With everyone having an opinion about something, it's possible you'll get into a disagreement with someone about the way a matter should be handled. The interaction may first begin as a simple argument, but the talk may become more heated, and emotions may flare as you try to help the other person understand your side. Eventually, the verbal altercation might turn into a physical one, and a fight may ensue.
In Arizona, if you get into a fight with someone else, you may be charged with several different offenses. Thus, a fight is a crime – or rather it can be several crimes, as the conduct is prohibited under various laws.

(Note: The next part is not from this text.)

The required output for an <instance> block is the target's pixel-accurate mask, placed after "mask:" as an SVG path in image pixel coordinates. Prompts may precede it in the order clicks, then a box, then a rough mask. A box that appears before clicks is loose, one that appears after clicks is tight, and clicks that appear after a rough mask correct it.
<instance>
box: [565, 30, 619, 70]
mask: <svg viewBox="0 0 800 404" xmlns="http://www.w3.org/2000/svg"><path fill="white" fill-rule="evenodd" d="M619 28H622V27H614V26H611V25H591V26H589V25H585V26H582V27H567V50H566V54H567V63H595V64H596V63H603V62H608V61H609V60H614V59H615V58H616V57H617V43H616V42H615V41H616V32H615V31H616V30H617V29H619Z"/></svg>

Criminal Charges Arising from a Fight
The underlying behavior of a fight – from the words to the blows exchanged – may constitute an offense or various offenses.
A few of the charges you can face for engaging in such conduct include, but are not limited to:
- Threatening or intimidating: Most fights begin with a verbal disagreement about something. During the exchange, you might threaten or intimidate the other person. You might also use words that suggest you will cause physical injury to the other person. Under A.R.S. 13-1202, such conduct is unlawful. The offense is a class 1 misdemeanor. If a judge or jury finds you guilty, the court could sentence you to up to 6 months in jail.
- Disorderly conduct: This charge most often results from a fight. The law specifically states that people are prohibited from engaging in fighting. It also forbids the use of abusive or offensive language that might cause another person to retaliate. Thus, whether your interaction evolves into a physical altercation or you simply use words to try to get the other person to throw the first punch, you could be charged with disorderly conduct. If you are accused of this offense, to prove guilt, the State must demonstrate that you disturbed the peace of another. As with threatening or intimidating, disorderly conduct is a class 1 misdemeanor.
- Assault: Another offense you may be charged with for fighting is assault. The offense can be committed in several ways:
- Causing physical injury to another;
- Making someone fear physical injury is imminent; or
- Touching someone to injure or provoke them
One or more of the above may be apparent in your interaction with the person you got in a fight with. The penalties you could face depend on the nature of the incident. Actually injuring someone is a class 1 misdemeanor, punishable by up to 6 months in jail. Making someone fear physical injury is a class 2 misdemeanor, penalized by up to 4 months in jail. And touching another person is a class 3 misdemeanor, which carries a maximum jail term of 30 days.